Bedarfe von Menschen mit Fluchterfahrung in Freiburg

Bedarfe von Menschen mit Fluchterfahrung in Freiburg
Förderer:
Eigenfinanzierung, Spenden

Laufzeit:                
06/2016-12/2016

Projektleitung:
Prof. Dr. Isolde Geissler-Frank, Prof. Dr. Katrin Toens

Team: 
Projektkoordination und -umsetzung: Anna Fünfgeld, M.A.

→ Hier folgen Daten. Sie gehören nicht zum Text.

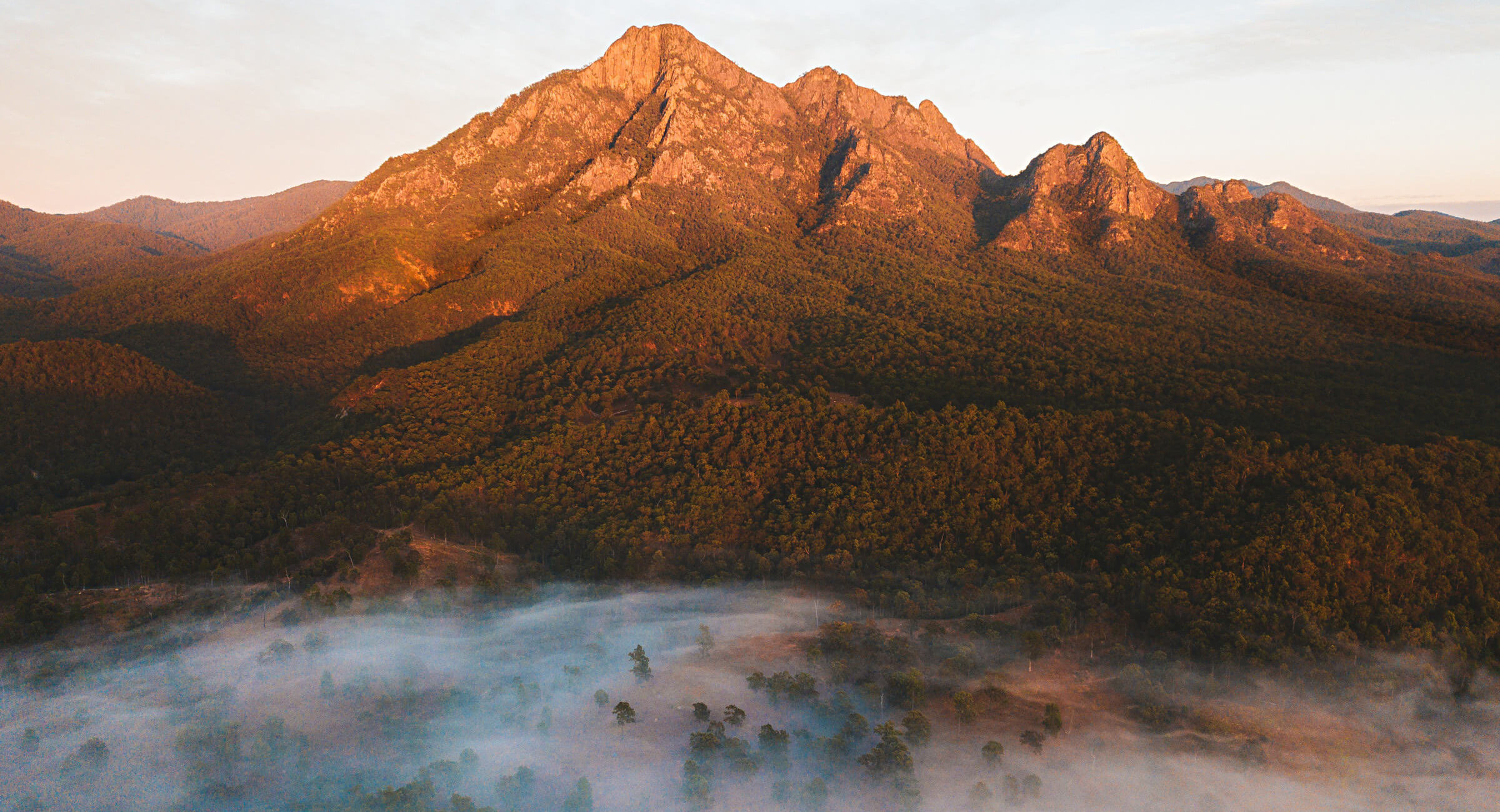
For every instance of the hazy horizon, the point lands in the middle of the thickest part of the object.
(219, 101)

Wissenschaftliche Hilfskräfte:
 
Adrian Etzel, Kim Schröder & Christian Häußler

Typ der Forschung:
Methodenmix, quantitative und qualitative Sozialforschung

Kooperationen:
DRK Freiburg, Stadt Freiburg



Fragestellung und Hintergrund der Studie

Das Forschungsprojekt beschäftigte sich am Beispiel der BewohnerInnen der Stadthalle Freiburg (Notunterkunft) mit folgenden Fragestellungen:

(a) Welche Bedarfe bestehen bei Menschen mit Fluchterfahrung in Freiburg?
(b) Wie nehmen sie ihre Handlungsfähigkeit (agency) wahr?
(c) Inwiefern erleben sie ihre gegebenen Lebensumstände als bestärkend oder   einschränkend?

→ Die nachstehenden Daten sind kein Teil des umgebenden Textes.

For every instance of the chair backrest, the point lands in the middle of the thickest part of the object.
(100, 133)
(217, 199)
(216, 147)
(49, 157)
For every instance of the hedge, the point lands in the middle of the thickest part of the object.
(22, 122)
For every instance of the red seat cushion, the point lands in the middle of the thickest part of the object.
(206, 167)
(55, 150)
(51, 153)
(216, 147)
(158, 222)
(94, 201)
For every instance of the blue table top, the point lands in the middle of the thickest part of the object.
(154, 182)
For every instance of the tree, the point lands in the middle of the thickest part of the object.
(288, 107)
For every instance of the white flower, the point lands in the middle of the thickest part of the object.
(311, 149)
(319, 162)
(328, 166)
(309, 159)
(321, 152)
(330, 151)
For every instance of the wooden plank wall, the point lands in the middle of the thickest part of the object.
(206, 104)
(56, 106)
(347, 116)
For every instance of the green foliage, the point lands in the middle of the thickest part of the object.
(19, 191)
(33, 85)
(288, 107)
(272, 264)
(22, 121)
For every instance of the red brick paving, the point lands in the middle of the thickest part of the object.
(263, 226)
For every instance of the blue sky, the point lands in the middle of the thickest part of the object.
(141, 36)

Im Hinblick auf alle drei Forschungsleitfragen wurde dabei eine differenzsensible Perspektive eingenommen, d.h. strukturelle und persönliche Positionierungen waren expliziter Bestandteil der Analyse.
So wurde hinsichtlich der Fragen (a) und (b) explizit herausgearbeitet, welche Rolle Differenzkategorien wie Geschlecht, Alter, sozio-ökonomischer Status, Herkunftsregion etc. für die Bedarfe sowie die Handlungsfähigkeit der ForschungspartnerInnen spielen.

Im Hinblick auf die Forschungsfrage (c) wurde sowohl die Bedeutung des persönlichen als auch des strukturellen Umfelds der ForschungspartnerInnen berücksichtigt. Aus Perspektive der ForschungspartnerInnen sollte diesbezüglich eruiert werden, inwiefern bspw. die Einbindung in familiäre Strukturen oder soziale Netzwerke und Weiterbildungs- und generelle Versorgungsangebote ihre Handlungsfähigkeit beeinflussen. Bei allen drei Fragestellungen stand die Perspektive der ForschungspartnerInnen im Zentrum des Erkenntnisinteresses.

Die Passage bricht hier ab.